Cato Corp. to close underperforming stores to stem losses

In an effort to improve its financial outlook for the rest of the fiscal year, The Cato Corp. plans to close 32 underperforming stores and open 75 others.

The Charlotte-based company declines to say where the store closings and openings will be.

"The company periodically reviews its store base to determine whether any particular store should be closed based on its sales trends and profitability," says a recent Cato filing with the Securities and Exchange Commission. "The company intends to continue this review process to close underperforming stores."

The number of stores being closed in the fiscal year that ends in February is a jump over previous years.
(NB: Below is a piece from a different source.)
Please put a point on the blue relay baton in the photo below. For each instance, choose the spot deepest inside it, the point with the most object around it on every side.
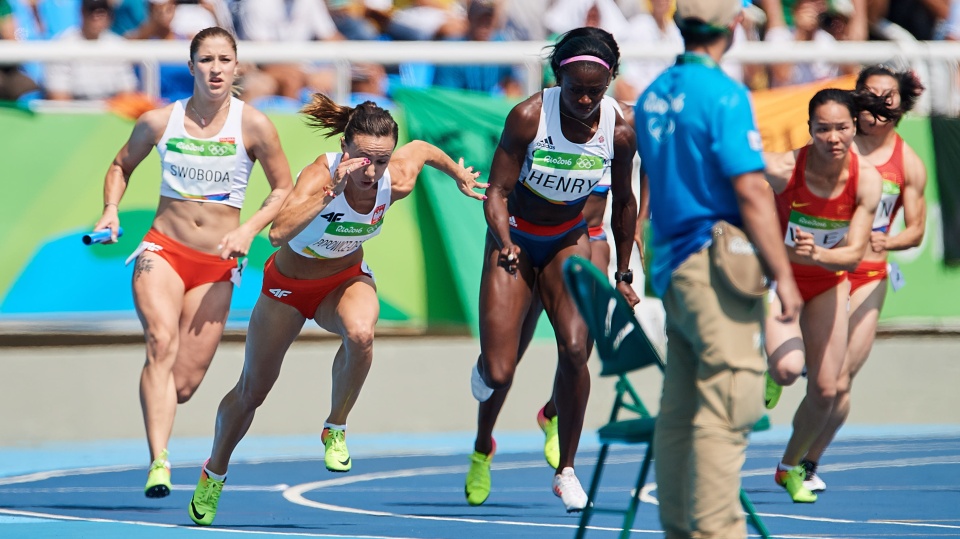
(100, 236)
Twenty were closed last year, and seven were closed in 2003. "Cato is struggling to remain relevant in the women's apparel space," says Patrick McKeever, an MKM Partners retail analyst. "Fiscal year 2008 is likely to be another tough year for the company as its core demographic struggles with high energy and food prices, declining home values and tighter credit markets, among other factors."

The women's apparel retailer says eight of the stores being closed will reopen, bringing the total closed to 24. That is more in line with the number of stores closed in the past few years, a company spokesman says.

But analysts see reasons to worry.

McKeever has lowered his 2008 earnings per share estimate to 83 cents from $1.15. Cato expects 2008 earnings to range between 72 cents to 93 cents per diluted share.

Last year, Cato's net income fell 37% to $32.3 million, or $1.03 per diluted share, from $51.5 million, or $1.62 per diluted share, in fiscal 2006. Retail sales fell 3.4% in fiscal 2007 to $843 million from $862.8 million.

"Our 2007 results reflect the difficult retail environment," Chief Executive John Cato said last week when the company's earnings were released. "Our comparable-store sales decreased, and the resulting markdowns were the primary contributors to the lower earnings."

Comparable-store sales fell 4% last year.

"Cato's same-store sales are likely to remain under pressure in an already competitive and recessionary environment where the company's target demographic is getting squeezed by the adverse macroeconomic conditions," says Stanford Group Co. analyst Marc Bettinger.

Cato operates 1,318 stores in 32 states. Over the last year, its stock price has fallen nearly 30%, closing at $15.99 Wednesday.